Comment #113: tommythegun  on  12/09  at  06:30 AM

tommythegun,

There is rather a large difference between the pre-Galileo geocentric consensus and the current consensus on AGW: evidence. Mountains of it, from multiple independent lines of evidence, produced by thousands of researchers (working at hundreds of units, over decades, in several different countries, with differing political views, and receiving funding from widely varied sources) and published in peer-reviewed journals far outwith the sphere of influence of Our Mighty Overlord, His Evil Highness Phil Jones. And guess what? All this evidence fits together rather well. This overall consistency of the data indicates not a conspiracy (how on Earth could one orchestrate deception on such a scale?) but that our current theories are essentially correct.

And although some silly commercial agreements with national meteorological services do not allow the CRU to release all of the data it receives from them (a situation with which the researchers themselves aren’t happy), the vast majority of the data and the code underlying their work is, and for years has been online. So if you don’t agree with us lefty liberals (and whatever you do, don’t trust me, because I’m a Green Party activist in England), then fire up your browser and spreadsheet, and get to work.

Comment #114: RedGreenInBlue  on  12/09  at  10:34 AM

How many of the global warming deniers are old enough to figure they won’t see the effects, and don’t give a damn about their descendants?

Comment #115: Samantha Vimes  on  12/09  at  11:42 AM

Devonian, see, and there people like me throw up their hands. Really? You want to undo all the technological systems that make it possible to support any number of people over a couple hundred thousand? Why yes, I’ll vote for that plan.
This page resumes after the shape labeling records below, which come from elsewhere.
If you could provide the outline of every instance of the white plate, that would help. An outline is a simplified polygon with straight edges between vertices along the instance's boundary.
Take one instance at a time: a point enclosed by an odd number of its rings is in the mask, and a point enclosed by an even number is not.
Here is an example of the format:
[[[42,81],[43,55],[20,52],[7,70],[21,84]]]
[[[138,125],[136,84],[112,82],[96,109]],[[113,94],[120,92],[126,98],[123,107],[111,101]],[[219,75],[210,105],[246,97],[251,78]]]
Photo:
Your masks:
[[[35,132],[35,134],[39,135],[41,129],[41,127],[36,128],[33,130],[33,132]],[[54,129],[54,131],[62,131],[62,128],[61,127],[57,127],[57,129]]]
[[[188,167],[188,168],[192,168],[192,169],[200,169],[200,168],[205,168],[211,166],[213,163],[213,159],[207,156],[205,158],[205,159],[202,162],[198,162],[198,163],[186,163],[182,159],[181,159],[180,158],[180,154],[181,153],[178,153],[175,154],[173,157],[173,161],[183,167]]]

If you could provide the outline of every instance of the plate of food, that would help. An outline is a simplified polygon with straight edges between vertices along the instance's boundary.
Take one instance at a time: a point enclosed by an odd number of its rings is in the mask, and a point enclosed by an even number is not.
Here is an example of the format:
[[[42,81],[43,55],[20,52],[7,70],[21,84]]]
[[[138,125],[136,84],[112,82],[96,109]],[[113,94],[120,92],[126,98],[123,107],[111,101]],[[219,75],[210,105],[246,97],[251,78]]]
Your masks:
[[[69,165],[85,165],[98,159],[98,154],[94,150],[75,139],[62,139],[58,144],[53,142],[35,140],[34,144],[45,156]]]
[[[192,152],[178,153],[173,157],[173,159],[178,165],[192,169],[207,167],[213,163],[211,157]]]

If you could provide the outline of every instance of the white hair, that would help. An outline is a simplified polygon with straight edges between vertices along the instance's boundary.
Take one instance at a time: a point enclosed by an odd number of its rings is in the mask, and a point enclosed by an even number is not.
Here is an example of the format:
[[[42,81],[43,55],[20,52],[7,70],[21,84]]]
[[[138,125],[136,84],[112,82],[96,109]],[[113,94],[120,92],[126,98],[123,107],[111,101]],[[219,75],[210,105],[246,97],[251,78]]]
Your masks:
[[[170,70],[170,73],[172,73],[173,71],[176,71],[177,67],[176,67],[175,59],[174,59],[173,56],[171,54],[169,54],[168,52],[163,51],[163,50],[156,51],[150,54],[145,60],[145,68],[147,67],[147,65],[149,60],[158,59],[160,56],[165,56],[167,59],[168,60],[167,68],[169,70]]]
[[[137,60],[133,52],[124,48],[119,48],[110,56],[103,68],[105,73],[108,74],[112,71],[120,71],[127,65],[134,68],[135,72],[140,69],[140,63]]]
Guys, as a wing, we’ve got our issues.

Comment #116: purpleshoes  on  12/09  at  08:58 PM

“Intellectual vanity, prejudice, true belief unsupported by verifiable facts and reproduceable results, a desire to win and protect funding and influence, any or all of the above could account for unethical and unscientific practices, and, guess what, any or all of these have done so before.”

tommythegun, you summarize this perfectly.  Now all we need to do is expose the Global Warming Deniers for the scientific frauds they really are!

...oh, that’s not who you were referring to?